Meter sacas de batatas ao ombro como quem carrega com o Expresso aos Sábados de manhã? Tá bem tá...
E foi exactamente com uma saca de batatas que se deu a minha última humilhação. Em Baião (lembram-se?).
A Dª Otília, jovem agricultora lá da terra - não mais de 30 anos - agarrou na sacona do batatame que eu tinha acabado de comprar nas duas mãos trigueiras como se virasse um alguidar de plástico, dizendo-me:
- "Chegue-se o Senhor para o lado que ainda se suja! Isto não custa nada porque estou habituada!"
Quando cheguei ao Estoril houve que fazer o transbordo das batatas sem que a Dª Otília lá estivesse.

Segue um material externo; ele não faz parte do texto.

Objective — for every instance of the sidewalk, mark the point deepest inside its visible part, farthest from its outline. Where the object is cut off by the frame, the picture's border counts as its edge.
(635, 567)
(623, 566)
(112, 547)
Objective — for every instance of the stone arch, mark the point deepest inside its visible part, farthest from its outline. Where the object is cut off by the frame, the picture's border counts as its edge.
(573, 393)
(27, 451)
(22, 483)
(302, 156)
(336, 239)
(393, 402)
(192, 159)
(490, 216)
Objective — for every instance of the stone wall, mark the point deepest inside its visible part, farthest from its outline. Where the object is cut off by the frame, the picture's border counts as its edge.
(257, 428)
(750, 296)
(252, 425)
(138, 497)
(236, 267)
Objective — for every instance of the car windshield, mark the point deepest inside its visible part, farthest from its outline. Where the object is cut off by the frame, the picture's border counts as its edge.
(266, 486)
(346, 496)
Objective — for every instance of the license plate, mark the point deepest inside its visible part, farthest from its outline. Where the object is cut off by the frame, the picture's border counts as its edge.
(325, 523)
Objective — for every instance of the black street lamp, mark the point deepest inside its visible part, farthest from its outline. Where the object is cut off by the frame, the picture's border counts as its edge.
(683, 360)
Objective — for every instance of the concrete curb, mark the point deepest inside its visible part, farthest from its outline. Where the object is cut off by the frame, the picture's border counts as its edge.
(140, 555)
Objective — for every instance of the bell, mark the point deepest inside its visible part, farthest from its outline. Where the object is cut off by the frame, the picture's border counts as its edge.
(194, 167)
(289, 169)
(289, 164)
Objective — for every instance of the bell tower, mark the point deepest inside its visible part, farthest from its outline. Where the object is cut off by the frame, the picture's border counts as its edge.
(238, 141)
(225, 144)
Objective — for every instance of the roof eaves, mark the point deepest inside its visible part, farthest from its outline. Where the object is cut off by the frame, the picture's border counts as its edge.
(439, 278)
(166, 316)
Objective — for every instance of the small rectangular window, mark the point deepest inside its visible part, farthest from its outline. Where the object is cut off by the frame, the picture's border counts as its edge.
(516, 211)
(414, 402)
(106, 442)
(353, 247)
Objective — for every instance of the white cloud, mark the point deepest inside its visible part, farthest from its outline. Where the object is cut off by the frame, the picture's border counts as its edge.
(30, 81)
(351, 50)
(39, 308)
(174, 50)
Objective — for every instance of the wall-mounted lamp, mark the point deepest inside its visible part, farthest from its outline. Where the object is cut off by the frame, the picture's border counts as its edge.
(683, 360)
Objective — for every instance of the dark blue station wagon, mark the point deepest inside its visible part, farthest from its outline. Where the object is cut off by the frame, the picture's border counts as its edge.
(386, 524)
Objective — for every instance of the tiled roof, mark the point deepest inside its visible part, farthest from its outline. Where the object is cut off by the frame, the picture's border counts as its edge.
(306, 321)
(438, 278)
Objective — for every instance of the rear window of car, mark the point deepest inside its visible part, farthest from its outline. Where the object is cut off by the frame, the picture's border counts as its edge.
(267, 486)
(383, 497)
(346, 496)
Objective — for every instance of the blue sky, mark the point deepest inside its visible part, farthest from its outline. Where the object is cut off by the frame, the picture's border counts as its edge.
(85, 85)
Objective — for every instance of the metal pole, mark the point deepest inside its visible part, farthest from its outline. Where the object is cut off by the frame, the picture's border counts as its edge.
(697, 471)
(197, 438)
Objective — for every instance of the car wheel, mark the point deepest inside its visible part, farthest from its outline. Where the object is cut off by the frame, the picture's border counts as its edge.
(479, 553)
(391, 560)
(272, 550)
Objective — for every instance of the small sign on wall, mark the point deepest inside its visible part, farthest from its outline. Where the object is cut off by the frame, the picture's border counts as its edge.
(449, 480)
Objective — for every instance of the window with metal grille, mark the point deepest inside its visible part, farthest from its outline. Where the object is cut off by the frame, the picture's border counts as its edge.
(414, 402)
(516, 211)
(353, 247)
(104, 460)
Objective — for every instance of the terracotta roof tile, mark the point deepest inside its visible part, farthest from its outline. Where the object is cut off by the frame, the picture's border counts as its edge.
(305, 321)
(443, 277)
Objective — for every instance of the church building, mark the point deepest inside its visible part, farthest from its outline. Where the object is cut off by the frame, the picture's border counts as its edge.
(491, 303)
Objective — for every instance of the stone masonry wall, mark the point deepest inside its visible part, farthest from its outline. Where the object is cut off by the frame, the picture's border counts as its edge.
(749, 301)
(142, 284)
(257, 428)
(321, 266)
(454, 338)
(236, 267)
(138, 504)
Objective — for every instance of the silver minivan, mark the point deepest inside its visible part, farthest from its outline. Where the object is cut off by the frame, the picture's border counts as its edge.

Conseguir , consegui, mas à custa de muita luta, que meteu uivos e grunhidos (da boca) e também vergonhosamente alguns protestos do traseiro, vários pontapés na p*** da saca que não parava quieta e algumas pragas ditas em voz baixa para não dar sinal de fraco à vizinhança.
Aquilino Ribeiro já o tinha descrito muito melhor do que eu, na sua Casa Grande de Romarigães, onde o nosso herói Luis de Azevedo, à procura de bom casamento com uma sua prima, morgada local, se viu mais ou menos enxovalhado pelos braços tremendos da dita cuja, na tarefa eminentemente rural de baldear sacos de milho para cima de uma galera ...
"Olhe que se suja!"
Dizia Silvana a seu primo e pretendente. E depois de acabada a tarefa com sucesso:
"- Sim, senhor, o primo tem nervo! Nervo duma cana! Sempre lhe
digo, não havia muitos capazes de tal áfrica!"
E tinha Silvana razão. Então e agora.